Clinicians who need to prescribe Griseofulvin for its established indication (most commonly tinea capitis in children, where it remains a guideline-recommended option in some settings) would need to access it through one of the following TGA pathways:
- Special Access Scheme – Category B (SAS-B): For individual patients with a legitimate clinical need
- Authorised Prescriber: For practitioners who regularly treat a particular condition requiring the drug
Safety Considerations
No TGA-approved Product Information (PI) document is available for Griseofulvin in Australia. For prescribing safety information, refer to overseas-approved PI documents (FDA, EMA, or UK SMC). Key known safety considerations from the established pharmacological literature include:
- Teratogenicity: Contraindicated in pregnancy (FDA Category X / ADEC Category D); embryotoxic and teratogenic in animal studies
- Hepatotoxicity: Contraindicated in hepatocellular failure and porphyria
- Photosensitivity: Patients should be advised to avoid excessive sun exposure
- Drug interactions: Reduces efficacy of warfarin (CYP enzyme induction); may reduce efficacy of combined oral contraceptives; potentiates effects of alcohol
- Haematological: Rare agranulocytosis and leucopenia reported — monitoring of FBC may be appropriate with prolonged therapy
Conclusion and Next Steps
Decision: Hold
Rationale: All 10 TxGNN top predictions for Griseofulvin are mechanistically unsupported. The predictions span organisms (fly larvae, tapeworms, protozoa, gram-negative bacteria) and drug class boundaries that Griseofulvin cannot plausibly cross. Notably, the rank 6 prediction (cutaneous candidiasis) represents a case where existing pharmacological evidence actively contradicts the prediction — Griseofulvin’s activity against Candida is well established as negligible. The pattern strongly suggests the model is assigning high scores based on shared knowledge graph neighbourhood (dermatological and infectious disease nodes) rather than true pharmacological relatedness.
To proceed, the following would be needed:
- Retrieve complete DrugBank MOA, toxicity, and interaction data to fulfil identified data gaps (DG001, DG002)
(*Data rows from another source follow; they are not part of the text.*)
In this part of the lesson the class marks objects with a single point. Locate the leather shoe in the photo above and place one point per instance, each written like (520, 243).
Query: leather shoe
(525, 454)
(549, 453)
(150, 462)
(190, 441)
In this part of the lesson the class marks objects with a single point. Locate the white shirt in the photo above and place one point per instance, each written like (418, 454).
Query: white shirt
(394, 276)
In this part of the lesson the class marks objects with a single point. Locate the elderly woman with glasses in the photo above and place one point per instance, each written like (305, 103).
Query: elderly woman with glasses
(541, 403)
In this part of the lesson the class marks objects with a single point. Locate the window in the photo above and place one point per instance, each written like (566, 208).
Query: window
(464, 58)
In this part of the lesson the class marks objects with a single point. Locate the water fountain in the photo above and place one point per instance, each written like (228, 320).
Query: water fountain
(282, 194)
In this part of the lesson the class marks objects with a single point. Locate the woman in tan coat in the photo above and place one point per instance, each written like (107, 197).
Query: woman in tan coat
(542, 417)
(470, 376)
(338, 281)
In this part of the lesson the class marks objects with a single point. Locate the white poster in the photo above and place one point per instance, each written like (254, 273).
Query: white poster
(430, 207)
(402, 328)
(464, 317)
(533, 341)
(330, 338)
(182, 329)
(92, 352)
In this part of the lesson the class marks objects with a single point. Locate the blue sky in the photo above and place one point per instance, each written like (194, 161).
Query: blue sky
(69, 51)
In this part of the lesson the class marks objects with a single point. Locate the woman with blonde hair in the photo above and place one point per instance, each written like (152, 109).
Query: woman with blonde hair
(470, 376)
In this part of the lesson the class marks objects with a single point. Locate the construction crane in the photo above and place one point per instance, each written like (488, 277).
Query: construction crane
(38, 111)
- Review lower-ranked TxGNN predictions beyond the top 10 to identify any dermatophyte-adjacent indications (e.g., specific tinea variants, Majocchi’s granuloma, or onychomycosis subtypes) where a genuine mechanistic case could be made
- If considering access for established indications (tinea capitis), initiate TGA Special Access Scheme (SAS-B) assessment and confirm current international guideline positioning against newer alternatives (Terbinafine, Itraconazole)
- No repurposing investment is recommended on the basis of the current top 10 predictions
Disclaimer
This content is for research purposes only and does not constitute medical advice. Clinical validation is required before any clinical application.